A RIENDA SUELTA

Nerea Navarro

Para ti, costalero

Siempre nos andamos quejando de nuestro día a día. Que si el trabajo se convierte en rutina, que si tenemos muy pocos días de vacaciones para disfrutar de nuestra familia. Siempre tenemos una pega que ponerle a cada uno de los momentos que conforman nuestra vida, sin pensar en cuál será el último de ellos. José disfrutó de su familia en cada minuto que pasaba con ella.
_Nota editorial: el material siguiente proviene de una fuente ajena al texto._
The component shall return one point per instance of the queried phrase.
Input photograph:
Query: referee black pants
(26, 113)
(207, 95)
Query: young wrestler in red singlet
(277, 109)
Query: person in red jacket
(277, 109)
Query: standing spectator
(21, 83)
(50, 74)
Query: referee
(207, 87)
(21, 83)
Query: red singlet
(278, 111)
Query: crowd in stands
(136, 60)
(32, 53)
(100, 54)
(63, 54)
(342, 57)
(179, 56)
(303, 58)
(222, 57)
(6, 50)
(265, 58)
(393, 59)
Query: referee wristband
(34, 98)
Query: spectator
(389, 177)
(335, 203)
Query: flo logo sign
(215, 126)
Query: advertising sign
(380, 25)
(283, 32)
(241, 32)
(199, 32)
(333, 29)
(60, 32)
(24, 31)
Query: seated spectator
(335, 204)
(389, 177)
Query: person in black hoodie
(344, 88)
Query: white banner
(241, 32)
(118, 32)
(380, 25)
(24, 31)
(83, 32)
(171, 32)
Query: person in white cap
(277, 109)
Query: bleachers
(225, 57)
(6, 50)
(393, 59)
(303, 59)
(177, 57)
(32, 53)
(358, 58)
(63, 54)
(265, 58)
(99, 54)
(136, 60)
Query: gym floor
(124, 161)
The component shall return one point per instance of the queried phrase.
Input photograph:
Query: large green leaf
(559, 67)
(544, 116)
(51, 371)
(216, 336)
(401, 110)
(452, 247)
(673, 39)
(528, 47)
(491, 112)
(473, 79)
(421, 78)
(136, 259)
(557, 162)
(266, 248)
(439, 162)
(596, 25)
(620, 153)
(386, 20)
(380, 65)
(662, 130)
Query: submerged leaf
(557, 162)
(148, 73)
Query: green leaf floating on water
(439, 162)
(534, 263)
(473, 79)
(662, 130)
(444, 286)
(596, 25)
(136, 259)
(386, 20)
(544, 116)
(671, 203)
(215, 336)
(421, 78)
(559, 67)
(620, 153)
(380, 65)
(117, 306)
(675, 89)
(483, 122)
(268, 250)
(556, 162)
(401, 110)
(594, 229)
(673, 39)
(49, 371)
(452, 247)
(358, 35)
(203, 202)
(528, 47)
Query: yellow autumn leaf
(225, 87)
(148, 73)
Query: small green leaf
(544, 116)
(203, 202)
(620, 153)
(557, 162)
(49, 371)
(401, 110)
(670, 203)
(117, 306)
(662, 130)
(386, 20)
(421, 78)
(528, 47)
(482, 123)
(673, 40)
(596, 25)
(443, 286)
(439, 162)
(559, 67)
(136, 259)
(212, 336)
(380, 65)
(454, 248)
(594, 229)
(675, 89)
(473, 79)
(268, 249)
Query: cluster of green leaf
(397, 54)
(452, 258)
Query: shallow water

Besaba a su mujer, reía con sus hijas y aprovechaba cada una de las 'mecías' que llevaban a lo mas alto a la Virgen del Valle cada Viernes Santo durante 30 años. Pero nadie diría que ese día sería el último. Desde aquí, con el corazón en un puño, me vais a permitir que os haga una súplica. Rían, bailen, coman, beban, salgan y entren. Peleen si tienen que pelear y lloren si tienen que llorar, pero hacedlo. Digan te quiero, que es sano. Abracen y sobre todo, expriman cada día como si fuese el último. José lo hizo, ¿por qué tú no? Acuérdense de estas humildes palabras; vida solo hay una y para mi desgracia, es muy corta. Que la flamenca del manto rojo te tenga siempre en sus manos. Un beso al cielo.